Let’s talk about what we can do to help. First, if your local taproom is doing on-premises or curbside ordering and pickup, please try to order and get some of your favorites that way. Some notoriously Puritan-ish states <<cough, Massachusetts>> have pulled the giant stick out of their middleman-loving butts and are even allowing more direct delivery of beer and wine and alcohol in general. Let’s hope the situation doesn’t revert after reopening (whatever that looks like) to the previous hard line of “NO DELIVERY. AND NO SALES IN GROCERY STORES OR CONVENIENCE STORES. YOU HAVE TO MAKE MULTIPLE TRIPS TO COMPLETE YOUR SHOPPING.” Obstructive much?


I know a lot of us are also feeling weird about spending money for goods that aren’t food or shelter—it’s hard to justify outflow when our inflow might be either stopped or in jeopardy. What can we do about that? Lots: Follow your favorites, local and away, on social media—follow, like, share with your friends—some of us might have a little down time for more surfing. Join Instagram and Facebook Live meetups at your local and at breweries you’ve visited during your travels. If you aren’t in the market, fridge- or budget-wise, for more local craft beer, maybe hop on a brewery website and buy some stickers

or a hat or a t-shirt. Then later on you can wear your swag and make a brewer smile.



The wider beer world jumped into the mix last month, as Brooklyn’s Other Half Brewing (OHB) – along with a collective of industry partners – announced that it was spearheading the All Together Beer project, a worldwide beer collaboration aimed at raising funds for the hospitality industry, an area of the workforce hit hard by the effects of COVID-19.


OHB – plus design agency partner Stout Collective, web studio Craftpeak, and printers Blue Label Packaging – have given participating breweries the tools needed to produce a benefit beer that can be brewed and released at their own respective facilities, including a simple-to-brew open-source recipe, artwork to be used by all the breweries, optional labels printed at cost, and the green light to use the name “All Together” for the beer.

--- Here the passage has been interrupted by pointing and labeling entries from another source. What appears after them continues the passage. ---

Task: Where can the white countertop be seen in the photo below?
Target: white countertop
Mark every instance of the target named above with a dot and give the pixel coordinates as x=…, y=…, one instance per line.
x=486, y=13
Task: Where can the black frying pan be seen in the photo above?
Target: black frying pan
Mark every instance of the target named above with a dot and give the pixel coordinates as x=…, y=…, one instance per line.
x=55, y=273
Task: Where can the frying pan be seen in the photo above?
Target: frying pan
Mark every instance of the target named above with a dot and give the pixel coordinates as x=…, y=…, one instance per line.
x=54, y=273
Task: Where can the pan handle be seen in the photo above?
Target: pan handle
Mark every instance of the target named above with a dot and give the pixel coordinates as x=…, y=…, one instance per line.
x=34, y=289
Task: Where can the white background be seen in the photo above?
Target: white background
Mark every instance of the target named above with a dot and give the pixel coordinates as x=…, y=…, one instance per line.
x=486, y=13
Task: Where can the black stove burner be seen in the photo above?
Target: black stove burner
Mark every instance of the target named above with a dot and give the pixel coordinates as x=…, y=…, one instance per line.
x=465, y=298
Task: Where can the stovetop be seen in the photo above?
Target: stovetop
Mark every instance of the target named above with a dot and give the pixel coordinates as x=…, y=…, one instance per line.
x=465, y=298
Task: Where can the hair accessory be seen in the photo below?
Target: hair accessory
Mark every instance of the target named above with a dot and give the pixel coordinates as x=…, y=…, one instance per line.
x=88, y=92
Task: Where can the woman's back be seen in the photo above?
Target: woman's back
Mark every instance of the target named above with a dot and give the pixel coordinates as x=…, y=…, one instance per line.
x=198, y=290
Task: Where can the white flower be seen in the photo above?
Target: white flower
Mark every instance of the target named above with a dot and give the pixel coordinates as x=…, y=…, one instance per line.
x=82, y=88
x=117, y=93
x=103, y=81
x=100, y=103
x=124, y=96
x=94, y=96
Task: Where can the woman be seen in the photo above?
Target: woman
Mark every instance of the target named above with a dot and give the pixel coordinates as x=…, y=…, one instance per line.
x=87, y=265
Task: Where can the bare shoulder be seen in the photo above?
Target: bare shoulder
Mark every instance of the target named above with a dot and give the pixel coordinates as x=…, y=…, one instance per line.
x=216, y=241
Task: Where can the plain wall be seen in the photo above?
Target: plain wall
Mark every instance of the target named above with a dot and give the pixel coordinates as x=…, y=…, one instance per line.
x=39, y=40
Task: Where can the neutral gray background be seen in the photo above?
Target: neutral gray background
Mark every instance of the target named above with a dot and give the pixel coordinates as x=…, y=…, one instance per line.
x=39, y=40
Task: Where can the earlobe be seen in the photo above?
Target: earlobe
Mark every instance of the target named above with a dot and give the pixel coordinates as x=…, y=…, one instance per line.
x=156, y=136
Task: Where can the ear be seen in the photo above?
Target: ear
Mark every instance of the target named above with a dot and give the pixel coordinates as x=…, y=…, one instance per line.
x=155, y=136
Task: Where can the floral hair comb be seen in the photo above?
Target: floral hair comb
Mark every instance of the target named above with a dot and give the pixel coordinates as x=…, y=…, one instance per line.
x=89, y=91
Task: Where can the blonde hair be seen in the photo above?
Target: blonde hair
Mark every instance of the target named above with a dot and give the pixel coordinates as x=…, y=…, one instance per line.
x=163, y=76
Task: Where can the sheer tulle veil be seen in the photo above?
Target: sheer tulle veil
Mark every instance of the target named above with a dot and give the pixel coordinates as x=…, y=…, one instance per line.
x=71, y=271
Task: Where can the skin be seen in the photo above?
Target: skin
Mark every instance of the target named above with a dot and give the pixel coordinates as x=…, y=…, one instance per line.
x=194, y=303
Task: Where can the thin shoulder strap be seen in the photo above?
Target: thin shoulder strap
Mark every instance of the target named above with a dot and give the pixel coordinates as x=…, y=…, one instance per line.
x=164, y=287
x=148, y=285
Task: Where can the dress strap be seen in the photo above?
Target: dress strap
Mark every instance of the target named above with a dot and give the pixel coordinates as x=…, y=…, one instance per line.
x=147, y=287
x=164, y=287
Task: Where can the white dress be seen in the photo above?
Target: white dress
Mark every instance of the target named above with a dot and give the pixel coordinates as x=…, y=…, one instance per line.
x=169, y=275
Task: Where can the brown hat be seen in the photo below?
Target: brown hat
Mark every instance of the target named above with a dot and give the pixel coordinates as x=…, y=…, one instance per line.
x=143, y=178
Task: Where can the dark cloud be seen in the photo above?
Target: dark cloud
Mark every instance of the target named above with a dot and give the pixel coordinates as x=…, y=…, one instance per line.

At this writing, the OHB project has signed up 636 breweries hailing from 41 U.S. states and 41 countries. The All Together beer has even invited homebrewers to participate. As seen on the All Together website: “Not to put too fine a point on it, but we cannot do this without you. Be safe, be good to one another.”


The message is signed: “The Brewers of The World”


Let’s help them and the people who keep us fed, watered, all beer-ed up, and interested in the craft-beer world.


Be safe—help out your local—and thanks a lot.